Allí donde Benjamin y Kracauer, golpeados por el shock de Weimar y sus consecuencias regresivas y anestésicas, cartografiaron el alcance psicosocial de esta pérdida de experiencia, Naomi Klein ha tratado en los últimos años de investigar la relación entre el capitalismo neoliberal y los desastres naturales o políticos. No debe subestimarse esta comparación entre épocas: la privación sensorial e histórica de nuestra experiencia del mundo desemboca no pocas veces en un estado de desorientación en el que el individuo se siente tentado de buscar un amo al que pueda ceder voluntariamente su libertad.

En este sentido, Klein ha puesto de manifiesto cómo la nueva lógica del mercado diseñada por los Chicago boys se adapta como un guante al shock. En este telón de fondo privilegiado, las crisis sirven para imponer a las sociedades aún sumidas en un estado de conmoción nuevas privatizaciones y políticas de corte neoliberal. La imposición de esta dinámica, alérgica al intervencionismo estatal keynesiano, es facilitada cuando lo que allana el camino a la misma es algún tipo de cataclismo. Asimismo, la "intoxicación" del entorno de solidaridad, puesto bajo sospecha con la crisis, y la creación artificial de una atmósfera de miedo obligan a la población a hacer tábula rasa y blindarse frente al contexto social.

"A lo único que debemos temer es al miedo mismo". Tras la crisis de 1929, en su discurso de toma de posesión de 1933, el presidente de EE UU., F. D. Roosevelt pronunció estas famosas palabras. Hoy, no puede dejar de resonar su mensaje en un momento en el que la izquierda parece paralizada por el miedo, incluso por su miedo al miedo de la gente. La amarga lección de la República de Weimar para la tradición social de izquierdas fue comprobar que nada podía obtener del "cuanto peor, mejor". También los discípulos de Milton Friedman están de acuerdo. Como dijo el maestro: "Sólo una crisis -real o percibida- da lugar a un cambio verdadero. Creo que esa ha de ser nuestra función básica: desarrollar alternativas a las políticas existentes para mantenerlas vivas y activas hasta que lo políticamente imposible se vuelve políticamente inevitable".

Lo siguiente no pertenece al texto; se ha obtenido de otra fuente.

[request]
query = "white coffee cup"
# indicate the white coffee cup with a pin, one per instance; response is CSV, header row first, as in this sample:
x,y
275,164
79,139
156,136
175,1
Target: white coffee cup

Sirviéndose del famoso cuento de Edgar Allan Poe, Un descenso al Maelström, el sociólogo Norbert Elias describe el tsunami provocado por los momentos críticos como un singular círculo vicioso. Este "doble vínculo" se desarrolla entre un peligro extremo y una intensa carga emocional susceptible de oscurecer un conocimiento cartográfico del acontecimiento. Esta oscilación entre el pánico y la anulación de la voluntad de saber es la que impide reaccionar de manera adecuada a la desorientación. Según la narración, de los tres hermanos que se encuentran en el centro del Maelström, sólo el más pequeño es capaz de sobreponerse al shock que le atenaza y hacerse un mapa general del movimiento sísmico. Sólo él es capaz de sobreponerse al compromiso precipitado por la catástrofe. Sólo quien tiene la habilidad de no dejarse llevar puede idear estrategias para salir del marasmo.

En este sentido, habría que matizar el recurrente mantra de que la derecha española actual no tiene programa; es que no necesita mapas: sólo confía en el shock.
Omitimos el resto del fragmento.